El gobernador Axel Kicillof acusó al Gobierno nacional de utilizar la extorsión como política de Estado. En una columna de opinión publicada en un medio cordobés, el mandatario provincial criticó en duros términos a la gestión libertaria.
Según Kicillof, la administración de Javier Milei dejó de lado la gestión para concentrarse en garantizar la reelección presidencial. En ese sentido, sostuvo que "gobernar es exclusivamente lograr su propia reelección" y afirmó que la política económica del Ejecutivo provocó la destrucción de más de 300 mil puestos de trabajo, el cierre de 26 mil empresas y un fuerte deterioro de la actividad económica.
El mandatario también cuestionó el impulso del oficialismo para suspender las PASO y aseguró que la iniciativa no responde a una búsqueda de mejorar el sistema electoral, sino a un objetivo político. En ese marco, afirmó que el Gobierno pretende modificar las reglas de juego "en función de su propia conveniencia política".
Uno de los principales ejes de la columna es la relación entre la Nación y las provincias. Kicillof sostuvo que el Gobierno utiliza los recursos públicos como herramienta de presión para conseguir apoyo legislativo y resumió ese mecanismo al señalar que "te devuelvo una parte de los fondos que antes te quité, pero solo si votás las leyes que necesito".

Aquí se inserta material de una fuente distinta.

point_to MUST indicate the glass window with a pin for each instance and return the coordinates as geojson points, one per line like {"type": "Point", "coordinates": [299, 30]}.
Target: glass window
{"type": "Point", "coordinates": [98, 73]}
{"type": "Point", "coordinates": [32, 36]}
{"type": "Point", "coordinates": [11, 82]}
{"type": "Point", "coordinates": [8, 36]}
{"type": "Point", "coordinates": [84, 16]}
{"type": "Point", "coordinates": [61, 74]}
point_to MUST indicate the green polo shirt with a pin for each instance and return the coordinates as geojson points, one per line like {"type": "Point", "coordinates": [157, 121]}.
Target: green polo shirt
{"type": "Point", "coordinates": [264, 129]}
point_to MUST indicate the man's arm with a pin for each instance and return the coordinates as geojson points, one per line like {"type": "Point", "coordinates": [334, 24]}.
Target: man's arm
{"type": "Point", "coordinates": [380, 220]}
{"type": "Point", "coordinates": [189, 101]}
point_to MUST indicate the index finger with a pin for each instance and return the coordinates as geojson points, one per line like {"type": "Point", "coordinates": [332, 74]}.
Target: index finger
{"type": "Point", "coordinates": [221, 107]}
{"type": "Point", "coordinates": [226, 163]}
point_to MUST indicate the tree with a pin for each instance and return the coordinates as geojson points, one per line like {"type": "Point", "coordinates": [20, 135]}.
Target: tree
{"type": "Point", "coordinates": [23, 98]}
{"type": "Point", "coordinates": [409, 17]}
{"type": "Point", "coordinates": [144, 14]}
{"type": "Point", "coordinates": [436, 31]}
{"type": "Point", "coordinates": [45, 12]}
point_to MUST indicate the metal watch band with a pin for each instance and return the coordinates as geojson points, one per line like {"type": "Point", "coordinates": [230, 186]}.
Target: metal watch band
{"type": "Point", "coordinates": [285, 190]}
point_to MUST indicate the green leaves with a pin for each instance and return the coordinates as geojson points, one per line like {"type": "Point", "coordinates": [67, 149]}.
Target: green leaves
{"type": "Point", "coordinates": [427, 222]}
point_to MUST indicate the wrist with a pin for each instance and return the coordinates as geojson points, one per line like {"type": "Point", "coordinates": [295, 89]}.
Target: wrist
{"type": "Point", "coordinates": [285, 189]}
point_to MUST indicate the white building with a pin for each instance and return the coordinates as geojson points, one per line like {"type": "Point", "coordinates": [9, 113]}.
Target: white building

En esa línea, aseguró que la Casa Rosada desfinancia a las provincias, paraliza obras y reduce transferencias para luego ofrecer una asistencia parcial a cambio de respaldo político. A su entender, esa estrategia reemplaza el federalismo por "relaciones de dependencia y castigo" y transforma la distribución de fondos en un mecanismo de disciplinamiento.
Kicillof afirmó además que, desde 2023, las provincias acumularon una pérdida superior a los 47 billones de pesos a valores constantes. Según explicó, esa caída responde a una menor coparticipación, a la reducción de la recaudación propia por la retracción de la actividad económica y a la interrupción de las transferencias nacionales no automáticas.
El gobernador sostuvo que esa situación afecta a las 24 jurisdicciones, más allá de las diferencias políticas entre sus gobiernos. Si bien consideró que la provincia de Buenos Aires recibe un trato especialmente adverso, remarcó que el impacto del modelo económico "golpea al conjunto" del país.
Además, puso en duda el superávit fiscal que exhibe el Gobierno nacional. Según sostuvo, el superávit acumulado desde la llegada de Milei a la Presidencia es "casi idéntico en magnitud" a los recursos que perdieron las provincias, por lo que consideró que ese equilibrio de las cuentas públicas se alcanzó a costa del desfinanciamiento de las jurisdicciones.
En otro tramo de la columna, Kicillof cuestionó las negociaciones que el Ejecutivo mantiene con los gobernadores para reunir apoyos en el Congreso y afirmó que ofrecer fondos previamente retenidos a cambio de votos constituye "chantaje, extorsión", una práctica que, según expresó, "nada tiene que ver con la democracia, con el federalismo ni con la República".
El mandatario bonaerense también aseguró que durante sus recorridas por Tierra del Fuego, Córdoba y Corrientes encontró preocupaciones similares entre gobernadores, empresarios, trabajadores, estudiantes y representantes de distintos sectores productivos. Según describió, los reclamos se repiten en torno a la caída del mercado interno, el freno de las inversiones, el deterioro de las economías regionales y el impacto sobre el empleo, por lo que concluyó que "el problema no es una provincia ni un gobernador sino un modelo económico que golpea por igual a territorios muy distintos entre sí".
Hacia el final del texto, Kicillof advirtió que "no existe una salida provincial para una crisis nacional" y llamó a reconstruir un proyecto nacional basado en el federalismo, la producción y el trabajo. Además, sostuvo que un eventual segundo mandato de Milei profundizaría el deterioro económico y terminaría por erosionar la idea de un destino común para la Argentina.